Co-sponsored by the Book Club of California and the Hoffmitz Milken Center for Typography. Please join us to celebrate Palatino: The Natural History of a Typeface. Written and designed by esteemed poet, linguist, and typographer Robert Bringhurst, this book is a definitive account of Hermann Zapf’s most ambitious and enduring design project, and provides a detailed and sumptuously illustrated history of the evolution of all members of the Palatino tribe.

If books remain after all member pre-orders have been fulfilled, we will have a limited number available for purchase at the publication party.  (Book Club of California members may pre-order to reserve a copy and receive a 10% discount by mailing in the order form or calling 800-869-7656.) More information about the book can be found here.

** All Pasadena guests will receive a keepsake printed at Archetype Press using the D. Stempel Palatino foundry type. **

This event is free and open to the public.
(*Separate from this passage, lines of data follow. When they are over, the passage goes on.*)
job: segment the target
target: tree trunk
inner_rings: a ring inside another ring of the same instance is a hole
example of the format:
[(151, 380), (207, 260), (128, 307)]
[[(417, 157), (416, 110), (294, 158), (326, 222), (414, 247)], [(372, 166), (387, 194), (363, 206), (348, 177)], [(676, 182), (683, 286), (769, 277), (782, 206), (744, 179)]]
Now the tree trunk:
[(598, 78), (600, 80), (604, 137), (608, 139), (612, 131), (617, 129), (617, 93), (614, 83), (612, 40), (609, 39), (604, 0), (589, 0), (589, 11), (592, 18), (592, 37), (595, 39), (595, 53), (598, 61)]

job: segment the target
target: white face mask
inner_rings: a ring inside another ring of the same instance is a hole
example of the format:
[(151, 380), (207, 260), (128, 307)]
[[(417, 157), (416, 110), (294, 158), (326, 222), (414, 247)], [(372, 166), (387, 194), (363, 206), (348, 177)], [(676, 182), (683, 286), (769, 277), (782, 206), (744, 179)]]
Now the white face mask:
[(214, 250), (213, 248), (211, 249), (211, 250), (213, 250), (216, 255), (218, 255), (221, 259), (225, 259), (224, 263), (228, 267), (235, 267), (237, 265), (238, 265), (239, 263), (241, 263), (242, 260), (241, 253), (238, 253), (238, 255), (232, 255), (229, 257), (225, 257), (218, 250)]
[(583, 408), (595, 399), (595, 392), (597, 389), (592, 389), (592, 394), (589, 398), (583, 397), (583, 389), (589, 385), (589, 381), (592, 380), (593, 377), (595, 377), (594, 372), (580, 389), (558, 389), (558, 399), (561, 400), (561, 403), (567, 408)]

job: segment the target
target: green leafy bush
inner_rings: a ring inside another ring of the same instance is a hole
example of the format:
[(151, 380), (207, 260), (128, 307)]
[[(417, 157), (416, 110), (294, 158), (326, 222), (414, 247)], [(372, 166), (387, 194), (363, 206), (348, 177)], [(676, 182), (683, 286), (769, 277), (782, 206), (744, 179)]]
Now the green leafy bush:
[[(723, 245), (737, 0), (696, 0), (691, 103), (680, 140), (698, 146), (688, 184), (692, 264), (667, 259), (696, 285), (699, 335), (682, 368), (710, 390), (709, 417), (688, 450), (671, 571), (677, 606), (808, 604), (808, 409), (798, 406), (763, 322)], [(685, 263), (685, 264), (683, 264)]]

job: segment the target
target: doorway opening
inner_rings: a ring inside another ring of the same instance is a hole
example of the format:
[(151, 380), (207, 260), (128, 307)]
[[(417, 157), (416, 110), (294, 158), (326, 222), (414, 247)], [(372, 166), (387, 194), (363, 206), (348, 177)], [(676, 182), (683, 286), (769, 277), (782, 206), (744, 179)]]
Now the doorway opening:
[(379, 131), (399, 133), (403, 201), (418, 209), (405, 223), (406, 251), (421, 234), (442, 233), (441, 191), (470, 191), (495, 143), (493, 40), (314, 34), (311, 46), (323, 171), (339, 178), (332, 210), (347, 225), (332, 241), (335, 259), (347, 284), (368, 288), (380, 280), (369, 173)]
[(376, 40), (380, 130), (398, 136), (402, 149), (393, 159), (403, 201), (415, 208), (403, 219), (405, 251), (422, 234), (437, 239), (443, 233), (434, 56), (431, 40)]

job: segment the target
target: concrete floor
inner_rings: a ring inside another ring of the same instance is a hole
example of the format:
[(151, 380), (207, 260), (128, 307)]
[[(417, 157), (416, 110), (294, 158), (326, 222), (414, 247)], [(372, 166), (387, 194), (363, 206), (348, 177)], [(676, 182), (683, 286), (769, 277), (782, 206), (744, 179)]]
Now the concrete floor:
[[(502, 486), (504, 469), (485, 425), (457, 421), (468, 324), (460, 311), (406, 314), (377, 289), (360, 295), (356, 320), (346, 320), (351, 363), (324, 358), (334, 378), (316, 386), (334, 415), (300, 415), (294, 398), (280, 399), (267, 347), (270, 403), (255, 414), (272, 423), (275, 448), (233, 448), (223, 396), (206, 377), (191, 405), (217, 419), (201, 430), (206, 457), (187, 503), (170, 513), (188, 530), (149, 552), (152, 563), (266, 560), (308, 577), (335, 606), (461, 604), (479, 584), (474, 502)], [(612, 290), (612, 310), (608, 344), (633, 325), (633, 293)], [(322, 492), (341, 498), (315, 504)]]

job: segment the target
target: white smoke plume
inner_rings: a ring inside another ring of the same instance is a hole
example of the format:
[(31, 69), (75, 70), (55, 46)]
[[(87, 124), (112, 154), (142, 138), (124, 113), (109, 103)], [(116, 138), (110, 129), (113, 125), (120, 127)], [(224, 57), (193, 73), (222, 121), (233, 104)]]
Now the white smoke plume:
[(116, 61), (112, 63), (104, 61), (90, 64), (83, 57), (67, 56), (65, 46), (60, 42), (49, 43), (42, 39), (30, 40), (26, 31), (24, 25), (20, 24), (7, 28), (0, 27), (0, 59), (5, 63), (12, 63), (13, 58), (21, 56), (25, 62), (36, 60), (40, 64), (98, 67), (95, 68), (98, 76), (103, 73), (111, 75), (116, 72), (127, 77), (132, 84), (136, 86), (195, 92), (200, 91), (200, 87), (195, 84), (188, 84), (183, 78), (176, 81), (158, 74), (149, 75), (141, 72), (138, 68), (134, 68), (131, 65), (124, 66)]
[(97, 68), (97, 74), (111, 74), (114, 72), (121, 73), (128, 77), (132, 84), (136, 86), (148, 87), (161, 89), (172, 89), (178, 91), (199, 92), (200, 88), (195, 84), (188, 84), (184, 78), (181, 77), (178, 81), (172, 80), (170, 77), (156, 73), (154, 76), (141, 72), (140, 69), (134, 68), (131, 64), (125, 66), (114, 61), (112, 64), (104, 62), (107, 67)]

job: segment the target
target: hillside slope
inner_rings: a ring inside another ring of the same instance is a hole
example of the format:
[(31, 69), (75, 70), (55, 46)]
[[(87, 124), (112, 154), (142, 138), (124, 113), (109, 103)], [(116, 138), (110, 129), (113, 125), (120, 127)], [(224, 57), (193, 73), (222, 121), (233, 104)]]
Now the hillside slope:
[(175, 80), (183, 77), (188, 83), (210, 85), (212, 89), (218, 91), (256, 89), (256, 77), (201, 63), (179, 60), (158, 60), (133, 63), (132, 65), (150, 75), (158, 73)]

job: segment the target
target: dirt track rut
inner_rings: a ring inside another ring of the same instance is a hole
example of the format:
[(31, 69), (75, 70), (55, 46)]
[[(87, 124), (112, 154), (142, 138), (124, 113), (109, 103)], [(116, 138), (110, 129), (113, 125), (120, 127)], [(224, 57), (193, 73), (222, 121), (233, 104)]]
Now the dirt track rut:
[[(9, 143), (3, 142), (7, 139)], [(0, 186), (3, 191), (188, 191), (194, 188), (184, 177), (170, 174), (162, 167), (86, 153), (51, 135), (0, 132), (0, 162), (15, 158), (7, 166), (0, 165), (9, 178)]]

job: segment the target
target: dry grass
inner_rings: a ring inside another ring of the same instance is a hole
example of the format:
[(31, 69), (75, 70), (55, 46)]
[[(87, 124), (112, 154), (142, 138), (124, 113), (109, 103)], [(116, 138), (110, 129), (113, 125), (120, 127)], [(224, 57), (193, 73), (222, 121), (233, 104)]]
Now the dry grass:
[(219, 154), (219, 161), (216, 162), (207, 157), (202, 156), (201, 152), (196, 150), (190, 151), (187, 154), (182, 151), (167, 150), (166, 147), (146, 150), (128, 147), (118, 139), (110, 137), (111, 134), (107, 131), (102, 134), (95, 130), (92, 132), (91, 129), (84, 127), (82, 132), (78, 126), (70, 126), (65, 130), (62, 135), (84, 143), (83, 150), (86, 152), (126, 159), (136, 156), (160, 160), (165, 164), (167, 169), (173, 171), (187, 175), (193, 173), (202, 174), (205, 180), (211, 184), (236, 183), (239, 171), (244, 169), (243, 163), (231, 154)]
RSVP by May 20 to hmct@artcenter.edu

 

Publication Party for Palatino: The Natural History of a Typeface.
Monday, May 23, 2016, 5-7 p.m.

5 pm: Reception
6 pm: Program

Featuring remarks and a visual presentation by author Robert Bringhurst.

Please join us to celebrate the Book Club of California’s 235th publication, Palatino: The Natural History of a Typeface. Written and designed by esteemed poet, linguist, and typographer Robert Bringhurst, this book is a definitive account of Hermann Zapf’s most ambitious and enduring design project, and provides a detailed and sumptuously illustrated history of the evolution of all members of the Palatino tribe.

Books will be available for purchase at the event. Book Club of California members may pre-order to reserve a copy and receive a 10% discount. More information about the book can be found here.

 

The Challenge of Paper Engineering: Conserving ‘The Map that Changed the World,’ William Smith’s 1815 Geological Strata of Great Britain.
Monday, May 9, 2016, 5-7 p.m.

Join Karen Zukor for a talk on the repair of Smith’s spectacular, twelve-foot-long, hand-colored engraved map, which expanded the field of geology, and whose importance was celebrated on its 200th anniversary in 2015.

Karen Zukor has been a paper conservator in private practice for thirty-eight years. Her work encompasses a full range of work on paper, from the fifteenth century up to contemporary pieces. She has been responsible for many collections, including fine art, archival material, maps, historic currency, and rare books, both in private hands and in institutions. The studio is involved in both conservation and preservation treatments; she and her staff not only repair damaged items but provide information for archival display, housing, and storage. Karen has trained both pre- and post program conservation interns for over twenty years, and lectures widely to the general public.

 

Exhibition Opening: Fine Print: The Review for the Arts of the Book (1975-1990).
Monday, May 2, 2016, 5-7 p.m.

Please join us for the opening of our Summer 2016 exhibition.

Hospitality: 5:00 p.m.
Program: 6:00 p.m.

With remarks by Linnea Gentry, who served as editor, designer, and printer/production manager of Fine Print in its early years and continued as a contributing editor until its cessation in 1990.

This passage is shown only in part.